The Scientific Indian

Books recently read

Read these in the past two months. I don’t know if I’ll get to review them properly. Still, wanted to share a few words about them while the mind is drunk with a heady concoction of ideas and stories.

Sea of Poppies by Amitav Ghosh
First of the trilogy. Exceptional. There’s original research on the poppy trade: how many of us knew that most of opium sold to China by the British came from India, how were workers transported in ships to foreign lands, the mingling of cultures and languages. Extraordinary tale.

The Imam and the Indian by Amitav Ghosh
Prose pieces. The one about the ghost of Mrs Gandhi is an essential reading for all Indians. So is his the eponymous essay about Ghosh’s Egyptian experience as a student.

The Name of The Rose by Umberto Eco
What a delight! A thriller, a call for freedom and enlightenment values, a historical work, a scholarly work on early architecture, a semiotics crash course… The book’s name is inconsequential and was chosen randomly.

Me and Kaminski by Daniel Kehlmann
Not one of Kehlmann’s best of works but still highly readable and quite funny.

The Dream by Gurbaksh Chahal (review copy)
Auto-biographical story of the young Indian-American entrepreneur who has made it big. Don’t remember how I received the review copy. Good read if you are an entrepreneur needing a little push.

Sophie’s World by Jostein Gaarder
Philosophy done right. Give it to all your young cousins, brothers and sisters.
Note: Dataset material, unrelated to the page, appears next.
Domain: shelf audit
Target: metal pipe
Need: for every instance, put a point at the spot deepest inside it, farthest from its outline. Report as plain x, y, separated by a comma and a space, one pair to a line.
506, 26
A real classic.

From Heaven Lake by Vikram Seth
Travel writing from one of world’s finest writers.


  1. #1 John S. Wilkins
    January 23, 2009

    I agree about Eco (but “a rose by any other name would smell as sweet” is a likely source for the title), but I deeply dispute that Sophie’s World is even good philosophy for kids.

  2. #2 Selva
    January 23, 2009

    John, Eco has said (in the postscript of later editions) that the name of the book does not originate from Shakepeare’s line. He gives a non-reply: “Since the publication of The Name of the Rose I have received a number of letters from readers who want to know the meaning of the final Latin hexameter, and why this hexameter inspired the book’s title. I answer that the verse is from De contemptu mundi by Bernard of Morlay, a twelfth-century Benedictine, whose poem is a variation on the “ubi sunt” theme (most familiar in Villon’s later “Mais ou sont les neiges d’antan”). But to the usual topos (the great of yesteryear, the once-famous cities, the lovely princesses: everything disappears into the void), Bernard adds that all these departed things leave (only, or at least) pure names behind them. I remember that Abelard used the example of the sentence “Nulla rosa est” to demonstrate how language can speak of both the nonexistent and the destroyed. And having said this, I leave the reader to arrive at his own conclusions.”

    This makes as much sense to me as being pointless. 🙂 I suspect that Umberto is/was deliberately playing with our perception of symbol (the name of the book) and it’s meaning.

  3. #3 Mohit Gupta
    January 27, 2009

    cool post

  4. #4 asuph
    February 2, 2009

    Sea of Poppies is a whirlwind tour of history, even though it’s fiction. Amazing book.

    Eco, is all time favorite. If you haven’t already, do check out Focault’s Pendulum. TNOTR looks like an easy exercise 20 pages into Focault’s Pendulum. Absolute delight.

    And since you have high regard for two of my favorite writers, I must now go and check other works you mention… Daniel Kehlmann seems interesting.